Al-Masdar is another example of programming that we created in QFI’s nascency that is still very much in demand today, especially in light of COVID-19. In 2012, educators working with QFI kept raising the age-old need: “There are not enough good resources for us to use! We need more, more, more.” And although there is validity to that, there are also wonderful quality resources that already exist, but are not easy to find.

As a result, QFI developed Al-Masdar, an Open Education Resource database that houses a collection of searchable, vetted resources for teachers, parents and students to learn Arabic, and also learn about the Arab world. Al-Masdar’s user interface and design were updated in 2019 and are aligned with UNESCO’s renewed focus on OER “as an innovative tool for meeting the challenges of providing lifelong learning opportunities for learners from diverse levels and modes of education worldwide.” It’s a tool that also demonstrates QFI’s reflexivity in its work; anything we develop never remains stagnant or simply remains as it is. It is continuously revisited to ensure that it meets the needs it set out to address at the start. And if it does not, changes are made. In an immediate response to COVID-19, Al-Masdar now houses collections of online resources for educators that are available for immediate use in their virtual schools and classrooms.

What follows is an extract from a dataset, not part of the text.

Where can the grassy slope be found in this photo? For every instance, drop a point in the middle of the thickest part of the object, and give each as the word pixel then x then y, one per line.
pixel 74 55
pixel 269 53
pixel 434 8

As COVID-19 became our new reality, educators’ needs not only changed overnight, but continue to ebb and flow, much like the crisis itself. QFI strives to remain agile and flexible to respond to these changing needs as they arise. For this reason, grant opportunities that previously had set deadlines are now running on a rolling basis for educators who need urgent access to new online resources or professional development.

QFI is also hosting an ongoing series of webinars with key partners like SIMA Classroom, Culturingua, and NaTakallam. Physical resources that we had in our arsenal for educators, and that we would mail out, are now proving to be quite useful in an online format in this age of remote learning. Existing infographics that were meant to be complementary visual aids in a classroom have now shifted to being used virtually and a new series of these is being designed to broaden the subject coverage of interesting facets of the Arab world. The physical Q-Wheel (Al Madar Al Huruf) that helps demystify and gives learners a small taste of the Arabic alphabet used to be requested to be mailed out in thousands worldwide; it is also available in app format and can still be used by anyone, anywhere.

Building a strong community around its work, QFI’s mission from the start is to give all students opportunities to learn a new language and about the “other”, even if they never leave their own neighborhood. After all, today’s students are tomorrow’s leaders. QFI’s inclusion of digital learning was one way we tried to ensure we reached students who would otherwise not have these opportunities.

It still remains unclear what the world will look like in the next few months and years. What is clear is that the impact of the pandemic will be visible in every facet of society. This crisis is exposing existing fissures that were around long before COVID-19. QFI depends on its strong and large network of educators to identify the assistance that is required and to help brainstorm ways to plug some of those gaps. Once again, educators show us that they are endlessly resilient, rising to the momentous change that the COVID-19 crisis has presented. And although our work in digital resources and virtual platforms has proven to be vital in this time of school closures, the one constant in our work is that we must support the educators who are so often on the frontline, and who are our lifeline to a world of students beyond the physical walls of schools.

Dr. Carine Allaf is QFI’s Senior Programs Advisor. She has been working with QFI for nine years and has 19 years of experience working as a teacher, scholar, and practitioner across the U.S. and much of the Arab world, including Lebanon, Iraq, Palestine, Jordan and Sudan.